For me – though apparently not for all Jewish women – being Jewish puts me emphatically in opposition to white nationalism and religious fundamentalism. Anti-semitism is in resurgence, and though we’re not the main target this time, it’s not just about ‘us’ as Jews in particular, it’s knowing what this is and needing to put ourselves in the way of it – to stop it and to give it no breathing room, no aid or comfort, not an ounce of allegiance. Being confronted with the Amy Cooper video puts it very starkly to all white women: are we going to be that, or are we going to stand with women and men of color and say ‘no more genocide in my name’?
There’s a process that any white woman has to go through, to examine her own thoughts and feelings and unpick racism from what she really needs in the world. We need to defend ourselves against violence or abuse from any man, and too often we don’t get what we need – we are overpowered and the abuse happens, the police don’t come or we choose not to put ourselves through their further abuse in case of rape, too many injustices – like forced psychiatry – aren’t even criminalized. We have a ton of injustices to confront and combat. But taking power that is the power of racism and of a racist, male supremacist state, of anti-woman and anti-gay religious fundamentalists, to bring in bigger guns against someone we have a dispute with, is only empowering what is racist, complicit with a genocidal state and misogynist religions, in ourselves – it cannot empower us as women of the world, as lesbians of the world, as dykes of the world. It doesn’t stop violence, it escalates and accelerates it.

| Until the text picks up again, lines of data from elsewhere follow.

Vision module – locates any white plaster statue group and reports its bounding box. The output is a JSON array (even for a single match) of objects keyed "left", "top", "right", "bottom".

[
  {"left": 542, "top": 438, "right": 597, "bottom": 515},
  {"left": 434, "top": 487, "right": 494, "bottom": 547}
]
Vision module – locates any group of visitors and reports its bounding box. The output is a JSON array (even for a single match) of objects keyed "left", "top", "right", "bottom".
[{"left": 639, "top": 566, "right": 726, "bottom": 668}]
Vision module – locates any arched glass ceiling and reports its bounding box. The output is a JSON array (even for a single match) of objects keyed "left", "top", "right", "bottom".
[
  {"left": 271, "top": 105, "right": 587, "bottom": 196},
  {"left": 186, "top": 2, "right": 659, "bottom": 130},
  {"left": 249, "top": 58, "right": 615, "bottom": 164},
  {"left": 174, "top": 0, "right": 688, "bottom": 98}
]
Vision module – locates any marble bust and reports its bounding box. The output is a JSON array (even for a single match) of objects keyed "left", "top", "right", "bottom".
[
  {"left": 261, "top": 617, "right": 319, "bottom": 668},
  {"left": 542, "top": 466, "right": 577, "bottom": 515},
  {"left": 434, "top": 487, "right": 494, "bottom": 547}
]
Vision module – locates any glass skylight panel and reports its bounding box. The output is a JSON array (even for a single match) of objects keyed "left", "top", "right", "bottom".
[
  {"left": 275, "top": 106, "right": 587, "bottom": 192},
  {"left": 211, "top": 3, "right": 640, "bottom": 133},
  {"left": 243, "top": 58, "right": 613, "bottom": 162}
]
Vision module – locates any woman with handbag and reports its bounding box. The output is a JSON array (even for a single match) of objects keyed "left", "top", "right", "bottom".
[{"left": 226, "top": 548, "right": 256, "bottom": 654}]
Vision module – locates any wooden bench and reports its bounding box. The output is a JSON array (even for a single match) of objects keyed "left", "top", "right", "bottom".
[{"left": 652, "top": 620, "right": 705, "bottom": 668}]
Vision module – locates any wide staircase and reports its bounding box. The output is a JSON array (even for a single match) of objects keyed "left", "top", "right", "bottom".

Sally Roesch Wagner, a white second-wave feminist who has studied Haudenosaunee culture and the influence of that culture on first-wave feminism in the US, recounts that a Haudenosaunee friend commented to her that white women look at their culture and think women have significant power, but to her, it was a matter of responsibility rather than power. White women need to think about the relationship between responsibility and power, and that it might be different from our own accustomed starting point – in our lives there might have been responsibility imposed on us without power, so we focus on gaining power – but in doing so, remain within our own frame of reference which is a racist, male supremacist, capitalist one. When we start from responsibility we may think we have to give ourselves up – but we can start from inside, quietly. What are we accountable for, and how can we turn that around, show up for ourselves and others in an exercise of responsibility?
And responsibility has to turn outward to the world as it is, not to an imagined one where the white enclosure is all that matters.